Lo que no allana sin embargo la inaccesibilidad en materia de sexo, esa locura a veces del humano preso de la exigencia de ubicarse en uno de los casilleros sexuales que le ofrece la sociedad en la que creció: no sólo que esa diferencia le es dada sin que la haya pedido para nada, sino que además llega el momento en que, tras haberla descubierto, se insiste mucho en que la reivindique, se inscriba en ella, la haga suya. Yacen aquí las dificultades que bien parecen ser, dentro del inmenso linaje sexuado, el dudoso privilegio de los seres hablantes. Con ellos, ante el abordaje del sexo: se charlotea, se farfulla, se discursea, se discute a más y mejor. Ese otro producto de la evolución natural que es el lenguaje se entrechoca con las necesidades reproductivas y, como el agua, se extiende, se introduce en todos los rincones y recovecos de la actividad de machos y hembras, exigiendo su transformación en hombres y mujeres.

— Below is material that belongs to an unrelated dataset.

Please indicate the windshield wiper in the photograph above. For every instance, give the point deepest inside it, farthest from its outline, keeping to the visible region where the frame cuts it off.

Si la idea de relación sexual tuvo un sostén decisivo en la noción de una “naturaleza” eterna, siempre a favor de los poderes instaurados en la medida en que esta última fundamenta su legitimidad, la negación referida a la existencia de tal relación no puede hacerlo en modo alguno. Es, por el contrario, hija de su época, que ha visto el acto sexual desprenderse de los imperativos reproductivos ligados a la supervivencia de la especie para llegar a colmarse de valor de goce, hasta entonces visto más bien como algo accidental. Coger, copular, coitar, fornicar han llegado a aparecer en pocas décadas y (casi) para todos como un fin digno de consideración, y el goce es juzgado como un valor por adquirir, ya no solamente como un acontecimiento íntimo y secreto o como un vicio aberrante.